(161i) Machine Learning for Molecular Property Predictions and the Software Ecosystem That Enables It
AIChE Annual Meeting
2019 AIChE Annual Meeting
Computational Molecular Science and Engineering Forum
Software Engineering in and for the Molecular Sciences
Monday, November 11, 2019 - 2:30pm to 2:45pm
In this presentation, we will show how we employ machine learning to develop data-derived prediction models that are alternatives to physics-based models, and how we utilize them in massive-scale hyperscreening studies at a fraction of the cost. Aside from conducting such data-driven discovery, we also employ data mining techniques to develop an understanding of the hidden structure-property relationships that define the behavior of molecules, materials, and reactions. These insights form our foundation for the rational design and inverse engineering of novel compounds with tailored properties.

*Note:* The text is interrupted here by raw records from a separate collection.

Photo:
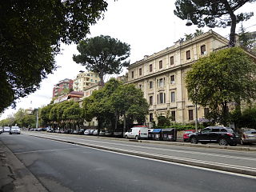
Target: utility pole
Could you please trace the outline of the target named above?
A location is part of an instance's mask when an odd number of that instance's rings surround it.
[[[37,122],[36,122],[36,128],[38,128],[38,110],[37,110]]]

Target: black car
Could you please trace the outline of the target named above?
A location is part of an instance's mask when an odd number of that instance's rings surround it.
[[[208,126],[199,132],[190,135],[191,143],[202,144],[217,142],[220,146],[235,146],[239,142],[239,135],[231,128],[224,126]]]

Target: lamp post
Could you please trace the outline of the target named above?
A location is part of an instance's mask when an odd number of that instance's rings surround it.
[[[190,19],[190,14],[187,14],[187,18],[186,18],[186,26],[192,26],[192,21]],[[194,94],[195,96],[197,96],[197,88],[194,89]],[[194,103],[194,111],[195,111],[195,121],[194,121],[194,126],[195,126],[195,131],[198,132],[198,102],[196,101]]]
[[[198,132],[198,102],[195,102],[194,104],[194,107],[195,107],[195,121],[194,121],[194,126],[195,126],[195,131]]]

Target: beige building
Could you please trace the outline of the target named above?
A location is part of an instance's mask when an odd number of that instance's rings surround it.
[[[98,74],[95,74],[94,72],[82,71],[74,80],[73,89],[75,91],[85,92],[87,87],[95,83],[98,83],[99,81],[100,78]]]
[[[227,45],[227,39],[210,30],[131,64],[128,83],[140,88],[150,103],[147,122],[157,122],[158,116],[171,117],[174,122],[194,122],[195,106],[188,98],[186,72],[194,61]],[[207,109],[198,106],[199,121],[206,112]]]

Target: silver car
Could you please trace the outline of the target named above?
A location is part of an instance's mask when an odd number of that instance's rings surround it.
[[[21,129],[18,126],[11,126],[9,134],[20,134]]]
[[[241,144],[244,145],[251,142],[256,142],[256,130],[254,129],[242,130]]]
[[[9,132],[10,131],[10,126],[4,126],[3,127],[3,132]]]

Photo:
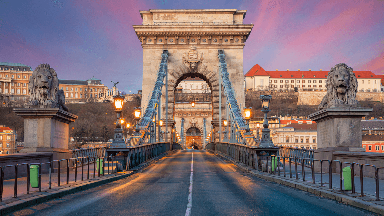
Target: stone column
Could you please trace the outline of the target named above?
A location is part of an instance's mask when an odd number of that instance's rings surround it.
[[[365,151],[361,147],[361,117],[372,108],[359,105],[336,105],[308,116],[317,123],[318,149],[314,158],[336,160],[334,151]]]
[[[26,105],[13,111],[24,119],[24,145],[20,153],[52,152],[52,160],[70,158],[68,124],[77,116],[44,105]]]

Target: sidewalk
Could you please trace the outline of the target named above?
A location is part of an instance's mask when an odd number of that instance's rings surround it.
[[[163,157],[174,152],[175,151],[170,151],[161,154],[129,170],[118,172],[114,174],[112,174],[111,172],[110,172],[109,175],[108,174],[108,167],[106,167],[105,168],[104,176],[101,174],[100,177],[98,177],[96,171],[94,178],[93,178],[93,164],[90,164],[89,179],[87,179],[88,165],[84,166],[83,181],[81,181],[81,166],[78,167],[77,182],[74,182],[75,172],[70,169],[68,184],[66,184],[66,172],[60,173],[60,187],[58,186],[58,173],[53,173],[51,189],[49,189],[49,174],[43,174],[41,175],[41,192],[38,192],[38,188],[30,187],[29,194],[26,194],[26,177],[19,178],[17,179],[17,197],[16,198],[13,198],[14,179],[5,180],[3,200],[0,202],[0,214],[127,177],[137,173],[149,165],[156,163]]]
[[[276,174],[265,172],[261,172],[221,152],[216,151],[212,151],[224,160],[232,162],[240,169],[257,177],[327,197],[341,203],[367,210],[381,215],[384,215],[384,201],[383,201],[384,199],[382,198],[384,197],[384,196],[382,196],[384,195],[384,191],[382,189],[384,189],[384,180],[380,180],[379,181],[379,186],[381,186],[381,189],[379,191],[380,194],[381,195],[380,195],[379,196],[381,199],[380,201],[376,201],[376,184],[374,179],[363,177],[363,182],[364,183],[365,186],[364,196],[362,197],[361,196],[361,194],[360,193],[360,176],[355,176],[356,193],[354,194],[352,194],[351,191],[340,190],[340,176],[339,174],[332,174],[333,189],[329,189],[329,176],[328,173],[323,173],[323,186],[322,187],[320,184],[320,173],[315,173],[315,183],[313,184],[312,183],[312,173],[311,169],[305,167],[304,172],[306,181],[303,181],[302,179],[303,172],[301,164],[299,166],[299,164],[298,164],[297,176],[299,179],[296,180],[294,163],[292,164],[292,178],[290,178],[289,173],[289,162],[286,162],[285,170],[288,173],[286,173],[286,177],[285,177],[283,170],[280,170],[280,176],[278,175],[278,172],[277,171]],[[325,184],[324,182],[326,183]],[[380,192],[382,193],[380,193]]]

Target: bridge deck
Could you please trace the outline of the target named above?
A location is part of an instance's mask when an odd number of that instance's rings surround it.
[[[258,178],[209,151],[193,153],[191,215],[377,215]],[[185,215],[192,155],[178,151],[142,172],[12,214]]]

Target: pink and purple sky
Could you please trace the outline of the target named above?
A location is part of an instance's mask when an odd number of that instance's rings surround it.
[[[141,89],[139,10],[237,9],[254,24],[244,72],[329,70],[340,62],[384,74],[384,1],[0,1],[0,61],[48,63],[61,79],[94,76]]]

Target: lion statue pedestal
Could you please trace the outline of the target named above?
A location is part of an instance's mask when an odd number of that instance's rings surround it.
[[[24,119],[24,148],[20,152],[52,152],[51,160],[70,158],[68,124],[77,116],[68,112],[58,79],[49,65],[41,64],[29,79],[31,100],[13,109]],[[57,166],[57,164],[55,164]]]
[[[331,69],[319,111],[308,116],[317,123],[315,159],[336,160],[335,151],[366,151],[361,147],[361,118],[372,108],[361,107],[356,100],[358,83],[353,70],[341,63]]]

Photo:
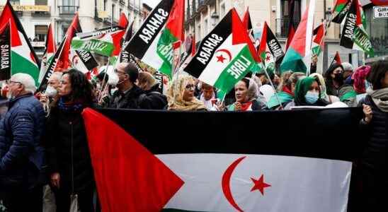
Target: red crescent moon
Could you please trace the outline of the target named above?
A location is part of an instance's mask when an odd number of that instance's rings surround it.
[[[241,162],[241,160],[243,160],[243,159],[246,157],[246,156],[241,157],[233,162],[228,167],[228,168],[222,175],[222,191],[224,192],[224,195],[225,196],[229,204],[234,208],[236,208],[236,210],[240,212],[244,212],[244,211],[240,208],[240,207],[237,205],[237,204],[233,199],[233,196],[232,195],[232,191],[230,190],[230,178],[232,177],[232,174],[234,171],[234,169],[236,169],[236,167],[237,167],[237,165],[239,165],[239,163],[240,163],[240,162]]]
[[[232,60],[232,54],[230,54],[230,52],[229,50],[225,49],[218,49],[218,50],[215,51],[215,53],[217,53],[218,52],[222,52],[227,53],[227,54],[229,56],[229,61],[230,61]]]

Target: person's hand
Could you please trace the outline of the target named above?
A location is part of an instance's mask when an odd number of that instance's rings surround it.
[[[39,100],[40,101],[40,102],[42,102],[42,104],[45,104],[47,102],[47,96],[42,94]]]
[[[372,120],[372,117],[373,114],[373,112],[372,112],[372,108],[369,105],[363,104],[363,112],[364,112],[364,114],[365,114],[365,118],[364,119],[364,120],[365,121],[365,122],[369,124]]]
[[[52,186],[59,188],[59,182],[61,179],[61,175],[58,172],[52,173],[51,175],[51,184]]]
[[[242,105],[239,102],[234,103],[234,111],[241,110]]]
[[[225,107],[225,105],[224,105],[223,102],[217,101],[216,102],[215,107],[217,108],[217,110],[218,110],[218,111],[223,111],[224,108]]]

In this presentation we will discuss the progress on our software ecosystem for data-driven in silico research that enables data-driven research, both on the application as well as on the method development side. It consists of four loosely connected program suites: ChemLG is a generator for compound and material candidate libraries that allows us to enumerate chemical space (i.e., performing data definition); ChemHTPS provides an automated platform for the virtual high-throughput screening of these libraries (i.e., performing data generation); ChemBDDB offers a database and data model template for the massive information volumes created by data-intensive projects (i.e., performing data storage); and ChemML is a machine learning and informatics toolbox for the validation, analysis, mining, and modeling of such data sets.
The notion to utilize modern data science in chemistry is so recent that much of the basic infrastructure has not yet been developed, or is still in its infancy. The existing tools and expertise tend to be in-house, specialized, or otherwise unavailable to the community at large. Data science is thus in practice beyond the scope and reach of most researchers in the field. By contributing this open, general-purpose, comprehensive, easy-to-use software ecosystem, we aim to chart new paths in this area and help in overcoming this situation, filling the prevalent infrastructure gap, and thus making data-driven research a viable and widely accessible proposition for the community.